SysInformatics

Recall that the SPT Founder/Author trained as a cell and molecular biologist and spent his career in that practical enterprise, even becoming a Biology Dept. Chair for a period. So it is not surprising that like Biomimicry becomes Systems Mimicry, and Bioallometry becomes Systems Allometry, that BioInformatics becomes SysInformatics. Just a simple confession.

Biology, especially in the genomics age, has accumulated terabytes of gene sequence data per day. Thousands of entire genomes have been published. This has greatly stimulated progress in how to handle such vast amounts of data by any human being. It has necessitated the explosion of development of interdisciplinary work between computer science and biology.

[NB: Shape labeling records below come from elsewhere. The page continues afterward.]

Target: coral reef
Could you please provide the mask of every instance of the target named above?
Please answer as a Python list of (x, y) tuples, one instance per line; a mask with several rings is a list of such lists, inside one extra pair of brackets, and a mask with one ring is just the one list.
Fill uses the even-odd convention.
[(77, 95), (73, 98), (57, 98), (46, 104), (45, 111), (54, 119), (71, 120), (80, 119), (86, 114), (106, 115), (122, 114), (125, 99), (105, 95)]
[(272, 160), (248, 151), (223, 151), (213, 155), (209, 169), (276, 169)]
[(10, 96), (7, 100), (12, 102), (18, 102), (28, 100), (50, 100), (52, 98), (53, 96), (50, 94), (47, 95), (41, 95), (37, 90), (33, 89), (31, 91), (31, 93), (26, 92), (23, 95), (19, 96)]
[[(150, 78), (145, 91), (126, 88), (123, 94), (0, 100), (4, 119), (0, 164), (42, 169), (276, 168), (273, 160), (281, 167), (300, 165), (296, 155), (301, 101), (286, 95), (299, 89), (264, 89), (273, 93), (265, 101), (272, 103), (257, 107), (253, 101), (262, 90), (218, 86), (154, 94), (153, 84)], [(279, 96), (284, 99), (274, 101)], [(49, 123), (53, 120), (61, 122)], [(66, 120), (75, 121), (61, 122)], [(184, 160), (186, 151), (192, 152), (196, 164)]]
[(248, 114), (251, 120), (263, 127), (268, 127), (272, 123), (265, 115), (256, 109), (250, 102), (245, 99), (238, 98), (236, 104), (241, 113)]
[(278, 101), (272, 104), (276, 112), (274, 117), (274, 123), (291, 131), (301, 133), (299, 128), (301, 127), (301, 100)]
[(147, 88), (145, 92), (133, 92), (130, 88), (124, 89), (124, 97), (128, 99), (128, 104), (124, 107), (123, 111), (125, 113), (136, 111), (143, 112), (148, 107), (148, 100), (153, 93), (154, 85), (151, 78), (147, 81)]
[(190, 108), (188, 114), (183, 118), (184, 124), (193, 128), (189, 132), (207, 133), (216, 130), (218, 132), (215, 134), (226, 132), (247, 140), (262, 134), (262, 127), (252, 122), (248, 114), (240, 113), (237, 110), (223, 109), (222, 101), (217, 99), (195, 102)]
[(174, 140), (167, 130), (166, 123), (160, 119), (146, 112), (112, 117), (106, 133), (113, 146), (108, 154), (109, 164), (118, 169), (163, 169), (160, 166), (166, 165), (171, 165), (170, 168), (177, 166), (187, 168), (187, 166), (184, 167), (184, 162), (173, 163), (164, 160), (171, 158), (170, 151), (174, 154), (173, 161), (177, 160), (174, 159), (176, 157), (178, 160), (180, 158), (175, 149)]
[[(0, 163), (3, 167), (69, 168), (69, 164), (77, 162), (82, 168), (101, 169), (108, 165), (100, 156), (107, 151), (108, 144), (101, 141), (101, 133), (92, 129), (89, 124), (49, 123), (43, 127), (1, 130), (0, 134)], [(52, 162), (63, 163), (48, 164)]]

Like the explosion of data in bio-genomics (one should not ignore that a similar but less manageable amount of data has arisen in ecosystems), there is a similar explosion in data on the systems-level view of all of the entities in the universe. Here is a slide estimating the amount of data in the SPT alone:

Bioinformatics enjoyed immediate success (recognition, funding, jobs, innovation) because it answered a pressing need. Biology from molecular to physiological to genetic to neuroscience domains erupted with vast quantities of data. Would the products of SP3 lead to significantly increased data? Only a gross estimate can be provided at this early date. We start with over 115 candidate systems processes in our SP3 study, each needing 26 categories of information. While some of these categories have only a dozen initial entries in them, others have thousands of items which amounts to > quarter million items to keep track of and apply for the systems processes alone. We anticipate that computerized repositories will also include hundreds of Linkage Propostions (LPs). Each LP will require many dozens of independent citations from the peer reviewed natural science literature. Combined with the SP information load, the entity density thenexceeds a billion items. This exceeds human brain capacity and shows the need to manage and curate a vast database. This emerging challenge is not new. It is part of the expected natural evolution of sciences that study complex systems. Astronomy, space science and physics faced it long ago with vast streams of data being produced by probes, telescopes, and sub-atomic particle accelerators. How do you make such immense data sets or knowledge bases manageable for humans? How do you find patterns within them? That is the goal of sysinformatics.